A - No, you cannot deduct payments for child care expenses as a charitable contribution, even if they are necessary so you can do volunteer work for a qualified organization

One of my biggest clients for about 20 years was a non-profit Art Center that maintained an art school and a gallery. The organization had many volunteers – receptionists, docents, Board and Committee Members – and held several fund-raising events during the year that were run by volunteers. Round-trip travel from the volunteers’ homes to the Center was deductible at the 14 cents per mile allowance.

While all other standard mileage allowances are adjusted annually by the IRS based on actual costs of operating a vehicle, the 14 cents per mile for charitable travel is set by Congress, and, with a brief temporary exception for travel related to Hurricane Katrina, has not been increased for many, many years. It is about time for an increase.

As with any other form of contribution record-keeping is important. The IRS tells us –

If you render services to a qualified organization and have unreimbursed out-of-pocket expenses related to those services, the following three rules apply.

(1) You must have adequate records to prove the amount of the expenses.

(2) You must get an acknowledgment from the qualified organization that contains:

a. A description of the services you provided,
b. A statement of whether or not the organization provided you any goods or services to reimburse you for the expenses you incurred,
c. A description and a good faith estimate of the value of any goods or services (other than intangible religious benefits) provided to reimburse you, and
d. A statement that the only benefit you received was an intangible religious benefit, if that was the case. The acknowledgment does not need to describe or estimate the value of an intangible religious benefit.

(3) You must get the acknowledgment on or before the earlier of:

a. The date you file your return for the year you make the contribution, or
b. The due date, including extensions, for filing the return

As with business use of your car, you should keep a log of your charitable mileage. And, as I recommend for business mileage, you can use a pocket date book as your “travel diary”. You can write the name of the church or charity (Summit Art Center), the location (Summit), the volunteer activity (volunteer receptionist or Board Meeting), the number of miles (23 miles) and any parking and tolls (35 cents – GS Pkwy) on the page or section for the particular date. Actually you can keep track of all deductible mileage – business, medical and charitable – in the same pocket date book, perhaps using a different colored pen for each activity.

You should also get a letter from the church or charity at year end that describes the types of volunteer work you do for the organization during the year and includes the other required information listed above. You do not have to attach this letter to your return; you just need to keep it on file.
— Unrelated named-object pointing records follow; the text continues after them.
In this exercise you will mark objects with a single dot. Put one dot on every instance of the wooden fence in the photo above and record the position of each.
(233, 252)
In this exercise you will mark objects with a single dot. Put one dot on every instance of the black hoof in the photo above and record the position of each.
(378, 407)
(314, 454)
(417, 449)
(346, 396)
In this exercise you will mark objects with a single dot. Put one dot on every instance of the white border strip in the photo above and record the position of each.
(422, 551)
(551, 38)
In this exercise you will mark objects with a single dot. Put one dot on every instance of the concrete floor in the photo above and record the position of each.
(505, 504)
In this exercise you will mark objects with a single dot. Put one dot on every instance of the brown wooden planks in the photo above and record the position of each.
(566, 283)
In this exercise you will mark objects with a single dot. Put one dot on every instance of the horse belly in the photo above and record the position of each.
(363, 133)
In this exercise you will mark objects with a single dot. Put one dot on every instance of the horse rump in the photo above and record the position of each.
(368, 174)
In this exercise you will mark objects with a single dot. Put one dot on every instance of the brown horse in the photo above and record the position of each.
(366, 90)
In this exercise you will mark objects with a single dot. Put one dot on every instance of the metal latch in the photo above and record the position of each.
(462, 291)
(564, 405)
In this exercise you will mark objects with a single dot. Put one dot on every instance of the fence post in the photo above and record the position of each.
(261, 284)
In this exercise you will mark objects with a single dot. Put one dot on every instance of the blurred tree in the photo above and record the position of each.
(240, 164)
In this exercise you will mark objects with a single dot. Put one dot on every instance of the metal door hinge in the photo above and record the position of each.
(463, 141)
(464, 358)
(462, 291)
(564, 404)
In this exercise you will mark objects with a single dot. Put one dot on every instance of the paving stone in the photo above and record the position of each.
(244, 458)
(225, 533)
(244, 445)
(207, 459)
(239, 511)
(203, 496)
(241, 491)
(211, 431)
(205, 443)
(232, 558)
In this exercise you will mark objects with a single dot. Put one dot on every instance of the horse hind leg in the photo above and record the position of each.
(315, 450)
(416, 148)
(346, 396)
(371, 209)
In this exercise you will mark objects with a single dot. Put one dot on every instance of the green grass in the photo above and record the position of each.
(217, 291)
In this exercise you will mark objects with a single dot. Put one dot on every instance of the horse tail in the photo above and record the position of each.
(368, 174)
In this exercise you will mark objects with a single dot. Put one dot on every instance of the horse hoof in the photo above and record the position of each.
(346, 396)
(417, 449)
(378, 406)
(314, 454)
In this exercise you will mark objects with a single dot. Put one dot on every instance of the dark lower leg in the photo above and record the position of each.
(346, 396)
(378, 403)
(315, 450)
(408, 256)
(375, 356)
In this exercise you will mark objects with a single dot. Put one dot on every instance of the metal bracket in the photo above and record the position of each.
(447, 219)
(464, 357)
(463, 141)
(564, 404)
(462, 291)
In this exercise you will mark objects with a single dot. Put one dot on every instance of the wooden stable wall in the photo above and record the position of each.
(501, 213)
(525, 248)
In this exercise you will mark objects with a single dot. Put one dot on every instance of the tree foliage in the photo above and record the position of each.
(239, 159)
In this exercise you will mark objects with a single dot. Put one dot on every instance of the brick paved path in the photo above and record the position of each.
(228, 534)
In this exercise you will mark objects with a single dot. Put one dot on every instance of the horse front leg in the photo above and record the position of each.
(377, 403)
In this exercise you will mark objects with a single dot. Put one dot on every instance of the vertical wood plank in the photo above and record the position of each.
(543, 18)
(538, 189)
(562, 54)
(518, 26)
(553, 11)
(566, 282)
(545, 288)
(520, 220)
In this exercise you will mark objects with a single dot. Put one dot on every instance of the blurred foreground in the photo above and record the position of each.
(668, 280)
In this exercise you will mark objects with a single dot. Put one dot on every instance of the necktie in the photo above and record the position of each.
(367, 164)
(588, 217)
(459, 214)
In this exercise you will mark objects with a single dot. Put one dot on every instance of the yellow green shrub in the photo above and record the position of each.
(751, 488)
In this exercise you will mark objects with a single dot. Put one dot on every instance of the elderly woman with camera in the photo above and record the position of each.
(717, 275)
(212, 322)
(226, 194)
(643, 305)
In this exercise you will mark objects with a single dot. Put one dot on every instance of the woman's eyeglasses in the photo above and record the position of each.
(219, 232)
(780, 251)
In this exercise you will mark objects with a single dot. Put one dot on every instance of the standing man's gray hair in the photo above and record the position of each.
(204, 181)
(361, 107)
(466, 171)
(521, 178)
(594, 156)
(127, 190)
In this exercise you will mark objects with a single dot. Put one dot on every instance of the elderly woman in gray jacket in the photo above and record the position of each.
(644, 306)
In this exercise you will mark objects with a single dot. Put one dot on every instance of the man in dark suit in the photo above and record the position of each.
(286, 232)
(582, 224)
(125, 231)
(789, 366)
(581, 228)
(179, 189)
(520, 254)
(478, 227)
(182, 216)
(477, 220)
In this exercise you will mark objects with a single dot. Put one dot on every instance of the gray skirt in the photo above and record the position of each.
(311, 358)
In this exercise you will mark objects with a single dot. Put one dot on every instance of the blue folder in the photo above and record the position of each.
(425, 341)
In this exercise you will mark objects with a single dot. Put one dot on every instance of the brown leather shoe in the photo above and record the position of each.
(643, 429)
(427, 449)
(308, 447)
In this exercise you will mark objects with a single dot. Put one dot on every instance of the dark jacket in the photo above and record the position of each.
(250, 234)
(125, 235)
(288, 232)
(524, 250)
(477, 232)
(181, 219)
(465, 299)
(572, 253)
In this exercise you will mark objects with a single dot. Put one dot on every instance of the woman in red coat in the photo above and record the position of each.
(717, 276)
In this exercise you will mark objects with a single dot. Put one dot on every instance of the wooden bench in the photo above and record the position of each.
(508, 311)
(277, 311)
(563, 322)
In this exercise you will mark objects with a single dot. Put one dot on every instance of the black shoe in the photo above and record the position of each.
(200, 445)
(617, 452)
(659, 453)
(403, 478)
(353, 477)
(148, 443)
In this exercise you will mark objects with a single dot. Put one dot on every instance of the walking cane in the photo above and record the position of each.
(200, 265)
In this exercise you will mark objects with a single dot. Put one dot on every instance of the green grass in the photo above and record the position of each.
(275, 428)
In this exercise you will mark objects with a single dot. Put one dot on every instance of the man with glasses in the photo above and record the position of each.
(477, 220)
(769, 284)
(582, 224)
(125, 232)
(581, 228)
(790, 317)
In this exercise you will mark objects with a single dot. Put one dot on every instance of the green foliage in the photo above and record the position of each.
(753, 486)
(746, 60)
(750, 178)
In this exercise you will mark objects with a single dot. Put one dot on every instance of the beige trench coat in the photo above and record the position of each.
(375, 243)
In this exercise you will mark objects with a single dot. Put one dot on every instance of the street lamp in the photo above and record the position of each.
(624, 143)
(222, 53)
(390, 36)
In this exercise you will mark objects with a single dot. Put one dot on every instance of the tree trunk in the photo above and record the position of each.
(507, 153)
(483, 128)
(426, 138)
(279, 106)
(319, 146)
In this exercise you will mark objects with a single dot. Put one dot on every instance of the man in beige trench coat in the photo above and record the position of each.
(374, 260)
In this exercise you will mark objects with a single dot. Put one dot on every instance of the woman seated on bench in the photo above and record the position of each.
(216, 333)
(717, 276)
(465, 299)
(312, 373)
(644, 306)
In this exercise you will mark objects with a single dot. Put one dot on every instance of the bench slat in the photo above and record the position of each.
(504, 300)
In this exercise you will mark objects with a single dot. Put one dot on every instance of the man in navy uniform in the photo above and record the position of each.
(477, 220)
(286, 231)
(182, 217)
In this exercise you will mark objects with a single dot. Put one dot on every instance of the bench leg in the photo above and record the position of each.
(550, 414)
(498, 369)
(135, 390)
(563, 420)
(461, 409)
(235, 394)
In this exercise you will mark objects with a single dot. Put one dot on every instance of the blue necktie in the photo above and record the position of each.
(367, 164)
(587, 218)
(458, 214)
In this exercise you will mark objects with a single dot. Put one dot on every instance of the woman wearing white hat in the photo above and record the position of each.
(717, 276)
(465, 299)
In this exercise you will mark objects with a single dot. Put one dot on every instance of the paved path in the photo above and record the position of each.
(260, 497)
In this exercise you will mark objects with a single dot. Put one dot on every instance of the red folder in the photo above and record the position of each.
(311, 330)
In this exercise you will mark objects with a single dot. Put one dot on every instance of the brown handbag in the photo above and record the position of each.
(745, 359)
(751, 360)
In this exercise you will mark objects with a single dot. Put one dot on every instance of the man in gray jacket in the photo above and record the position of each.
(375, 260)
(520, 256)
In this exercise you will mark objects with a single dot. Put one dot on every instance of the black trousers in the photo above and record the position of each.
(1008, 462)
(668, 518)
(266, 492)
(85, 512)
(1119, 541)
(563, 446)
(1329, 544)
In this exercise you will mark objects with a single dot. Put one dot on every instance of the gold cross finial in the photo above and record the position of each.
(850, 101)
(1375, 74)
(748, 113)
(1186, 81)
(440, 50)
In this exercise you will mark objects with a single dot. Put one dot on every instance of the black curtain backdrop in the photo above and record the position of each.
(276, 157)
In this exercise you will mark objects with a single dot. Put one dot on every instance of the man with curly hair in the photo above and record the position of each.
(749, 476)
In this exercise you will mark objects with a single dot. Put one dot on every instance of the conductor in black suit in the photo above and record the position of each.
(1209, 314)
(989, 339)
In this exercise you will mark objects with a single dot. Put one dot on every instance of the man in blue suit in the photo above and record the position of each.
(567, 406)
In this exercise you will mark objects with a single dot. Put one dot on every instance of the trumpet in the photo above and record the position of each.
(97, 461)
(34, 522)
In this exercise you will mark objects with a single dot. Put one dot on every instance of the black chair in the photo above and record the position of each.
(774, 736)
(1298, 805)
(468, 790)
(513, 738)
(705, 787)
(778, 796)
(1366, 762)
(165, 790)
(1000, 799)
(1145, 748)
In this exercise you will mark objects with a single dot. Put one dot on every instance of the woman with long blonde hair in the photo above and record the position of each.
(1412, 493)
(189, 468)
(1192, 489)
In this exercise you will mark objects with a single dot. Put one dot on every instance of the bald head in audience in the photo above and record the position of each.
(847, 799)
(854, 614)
If your volunteer deduction is substantial you may want to attach a copy to your return as well as a statement of how your deduction was calculated.

You will note from the IRS rules that you do not need to get a letter or acknowledgement at the point of contribution - you have until you actually file the return to get the letter. What you should do in December is ask each organization for whom you volunteered for a letter.

Ms Van Dusen’s situation was unique – in my almost 40 years in the business I have never come across a deduction for volunteer expenses as huge as the one she claimed, or for that fact any deduction that would equal or exceed $250 for each individual incident – so one letter per year from each organization should be sufficient. In order to “donate” $250 at one time you would have to drive 1,786 miles in a single trip.

As usual if you have any questions about deducting your out of pocket volunteer expenses you should ask your tax professional.